Um den Mittelstand zu besänftigen, beschloss die Regierung zudem, dass Kredite unter 100 000 Dollar im Verhältnis eins zu eins getauscht werden sollen. Im Interesse ausländischer Banken und großer Unternehmen einigte man sich darauf, Schulden von über 100 000 Dollar im Verhältnis eins zu 1,2 anzugleichen. Die durch diese Maßnahmen entstehenden Milliarden-Differenzen für die Banken, die im Vergleich zum realen Wechselkurs entstehen, übernimmt der argentinische Staat. Die Kosten sollen durch die Einführung einer Erdölsteuer finanziert werden.

Das aber rief erneut die Erdölunternehmen auf den Plan. Die spanische Repsol drohte damit, 5 000 Beschäftigte zu entlassen.

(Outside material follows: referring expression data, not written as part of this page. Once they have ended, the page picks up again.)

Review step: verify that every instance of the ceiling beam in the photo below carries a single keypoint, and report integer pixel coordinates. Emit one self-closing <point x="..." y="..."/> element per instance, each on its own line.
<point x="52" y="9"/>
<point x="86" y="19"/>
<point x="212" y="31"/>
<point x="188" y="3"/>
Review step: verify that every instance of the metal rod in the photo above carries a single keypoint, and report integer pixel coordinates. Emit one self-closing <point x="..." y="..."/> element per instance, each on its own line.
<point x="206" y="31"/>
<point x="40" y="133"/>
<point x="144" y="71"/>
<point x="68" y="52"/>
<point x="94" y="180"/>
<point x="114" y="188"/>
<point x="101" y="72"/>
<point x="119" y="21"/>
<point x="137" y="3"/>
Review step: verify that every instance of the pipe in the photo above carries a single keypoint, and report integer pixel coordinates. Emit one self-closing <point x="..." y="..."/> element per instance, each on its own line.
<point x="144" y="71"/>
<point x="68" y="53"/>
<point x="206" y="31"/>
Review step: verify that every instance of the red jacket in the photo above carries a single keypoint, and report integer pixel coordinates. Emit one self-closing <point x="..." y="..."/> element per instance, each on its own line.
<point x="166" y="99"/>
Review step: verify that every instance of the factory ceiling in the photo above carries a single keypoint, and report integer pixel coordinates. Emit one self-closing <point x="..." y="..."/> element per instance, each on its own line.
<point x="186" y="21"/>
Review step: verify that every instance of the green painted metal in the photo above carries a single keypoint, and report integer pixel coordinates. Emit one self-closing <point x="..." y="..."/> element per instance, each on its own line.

Auch die deutsche BASF, die in Argentinien ihr Geld mit Öl und Erdgas verdient, beschwerte sich über sinkende Profite. Nach Schätzungen von Wirtschaftsexperten verliert das Unternehmen durch die Maßnahmen der Regierung 90 bis 100 Millionen Euro, etwa drei Prozent ihres Umsatzes.

Entsprechend schwierig war die Situation für Argentiniens Außenminister Carlos Ruckauf, als er in der vergangenen Woche nach Italien, Spanien und in die USA reiste, um über Unterstützungszahlungen zu verhandeln. Das Land habe in der Vergangenheit den Internationalen Währungsfonds (IWF) getäuscht, ließ er vor seiner Abfahrt wissen. Jetzt aber sei man bereit, »definitive Maßnahmen« zu ergreifen. »Wir wissen, dass wir zu einer Übereinkunft mit dem Fonds kommen müssen, aber gleichzeitig können wir nicht gegen die Interessen der Bevölkerung handeln«, erklärte Ruckauf in Madrid.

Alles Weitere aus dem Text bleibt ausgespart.